Сам Барановский был живой легендой реставраторов допетровской Москвы. Он был близок с архимандритом Суховым, пожилым господином еще дореволюционной школы, и с ви-зантистом графом Олсуфьевым, который тогда или уже сидел в лагерях, или же погиб в заключении. А в «Обществе старой Москвы» Олсуфьев играл важную роль, тогда все читали его блестящие статьи об иконописи, ныне совершенно забытые и не переиздаваемые. Олсуфьев был монархистом, так же, как и посаженный в тюрьму директор Русского музея петербуржец Сычев, ученик Кондакова (известнейший в старой России ви-зантист, академик с мировым именем). Таких, как они, в последние двадцать лет вспоминать не любят. У них своя собственная псевдоиерархия — Яков съел Владимира, Владимир — Якова, Иосиф съел Льва, Никита съел Иосифа, Никиту съел Леонид, Михаила съел Борис. И так до бесконечности. При том все они псевдомонархи и постоянно оглядываются на Романовых и Рюриковичей-Даниловичей.

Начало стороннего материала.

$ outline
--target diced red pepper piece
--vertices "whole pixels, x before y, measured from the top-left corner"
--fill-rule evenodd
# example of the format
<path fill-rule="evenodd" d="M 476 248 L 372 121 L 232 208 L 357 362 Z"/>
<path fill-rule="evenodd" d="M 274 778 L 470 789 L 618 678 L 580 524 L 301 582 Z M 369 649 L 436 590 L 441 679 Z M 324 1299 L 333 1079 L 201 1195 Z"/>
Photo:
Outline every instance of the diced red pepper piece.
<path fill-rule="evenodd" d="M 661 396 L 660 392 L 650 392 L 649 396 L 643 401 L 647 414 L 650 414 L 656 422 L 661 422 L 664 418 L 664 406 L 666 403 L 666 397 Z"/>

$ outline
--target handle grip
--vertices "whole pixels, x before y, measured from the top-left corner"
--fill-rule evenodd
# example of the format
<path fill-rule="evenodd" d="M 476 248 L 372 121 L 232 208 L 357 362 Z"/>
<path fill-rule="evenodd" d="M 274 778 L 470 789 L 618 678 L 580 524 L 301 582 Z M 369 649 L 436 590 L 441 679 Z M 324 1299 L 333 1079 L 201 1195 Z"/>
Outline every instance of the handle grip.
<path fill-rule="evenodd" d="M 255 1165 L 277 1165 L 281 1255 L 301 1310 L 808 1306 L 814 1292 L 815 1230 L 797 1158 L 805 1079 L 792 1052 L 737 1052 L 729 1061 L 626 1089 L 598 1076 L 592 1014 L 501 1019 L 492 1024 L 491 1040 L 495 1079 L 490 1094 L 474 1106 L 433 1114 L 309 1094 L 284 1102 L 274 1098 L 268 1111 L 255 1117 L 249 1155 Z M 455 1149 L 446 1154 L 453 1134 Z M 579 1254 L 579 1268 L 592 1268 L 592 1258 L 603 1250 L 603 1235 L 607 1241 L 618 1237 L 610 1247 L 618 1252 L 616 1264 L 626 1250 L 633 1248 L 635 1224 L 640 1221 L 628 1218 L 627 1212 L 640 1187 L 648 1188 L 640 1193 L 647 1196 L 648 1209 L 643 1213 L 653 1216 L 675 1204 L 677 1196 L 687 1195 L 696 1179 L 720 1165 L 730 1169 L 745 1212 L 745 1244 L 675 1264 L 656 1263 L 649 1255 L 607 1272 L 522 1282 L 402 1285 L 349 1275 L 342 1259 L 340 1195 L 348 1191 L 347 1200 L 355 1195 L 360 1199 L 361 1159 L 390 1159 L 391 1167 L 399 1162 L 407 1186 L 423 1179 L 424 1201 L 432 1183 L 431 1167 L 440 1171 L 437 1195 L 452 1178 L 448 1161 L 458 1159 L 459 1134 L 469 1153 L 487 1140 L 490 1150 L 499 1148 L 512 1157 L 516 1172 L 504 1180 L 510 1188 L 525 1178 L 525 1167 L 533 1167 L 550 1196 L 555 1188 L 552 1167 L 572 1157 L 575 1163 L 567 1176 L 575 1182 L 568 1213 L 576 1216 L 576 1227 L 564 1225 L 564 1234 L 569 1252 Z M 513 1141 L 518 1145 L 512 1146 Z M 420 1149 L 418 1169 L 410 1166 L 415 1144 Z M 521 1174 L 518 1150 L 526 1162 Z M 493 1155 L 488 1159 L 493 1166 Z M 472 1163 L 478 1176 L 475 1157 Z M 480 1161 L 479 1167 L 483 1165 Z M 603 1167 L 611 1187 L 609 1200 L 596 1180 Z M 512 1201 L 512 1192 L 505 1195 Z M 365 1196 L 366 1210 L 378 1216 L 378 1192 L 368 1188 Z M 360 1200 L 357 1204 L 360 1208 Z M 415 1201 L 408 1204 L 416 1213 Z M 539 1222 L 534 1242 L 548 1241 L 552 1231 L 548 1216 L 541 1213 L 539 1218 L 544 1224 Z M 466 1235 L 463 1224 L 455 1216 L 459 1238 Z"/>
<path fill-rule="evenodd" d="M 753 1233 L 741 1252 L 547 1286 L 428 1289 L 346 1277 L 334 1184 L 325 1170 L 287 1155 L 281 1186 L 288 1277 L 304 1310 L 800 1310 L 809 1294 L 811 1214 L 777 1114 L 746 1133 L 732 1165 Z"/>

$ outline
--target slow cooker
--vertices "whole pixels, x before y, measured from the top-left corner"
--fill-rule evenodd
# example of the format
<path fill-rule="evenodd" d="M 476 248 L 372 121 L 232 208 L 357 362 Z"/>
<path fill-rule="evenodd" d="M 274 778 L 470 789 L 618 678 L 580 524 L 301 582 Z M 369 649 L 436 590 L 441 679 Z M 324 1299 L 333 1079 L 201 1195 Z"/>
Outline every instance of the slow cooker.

У Барановского была идея — обмерить все сносимые большевиками здания допетровской Москвы. Всех этих людей объединяла мысль о том, что город когда-нибудь перейдет в русские руки и древние здания восстановят по их чертежам. Об этой своей генеральной идее они боялись говорить откровенно, но она все время проскальзывала в разговорах. Впрочем, на отдельное национальное развитие России или ее остатков надеялись очень и очень многие и в разные десятилетия большевистского ига, но надеялись всегда по-разному. Мне кажется, что это если и возможно, то только ценой отделения от России ее дальневосточных колоний и создания мусульманских государств в Поволжье и на Северном Кавказе. Вымирающее население Великороссии вряд ли сможет сохранить свой контроль над этими бывшими колониями российской Империи. Ведь за Уралом живет всего 8 миллионов не только славян, а с Кавказа славян уже фактически выселили. Ни царская Россия, ни тем паче большевики не создали единой славянской имперской нации, а только имперскую элиту, презиравшую своих славянских рабов — мужепесов. Правящая верхушка татаризованной Московии подавила, где только могла, вечевые демократические традиции восточных славян, которые ранее были повсеместны, и только казаки и старообрядцы, разбежавшись от тлетворного деспотичного государства, сохранили кое-что от древних укладов народоправства.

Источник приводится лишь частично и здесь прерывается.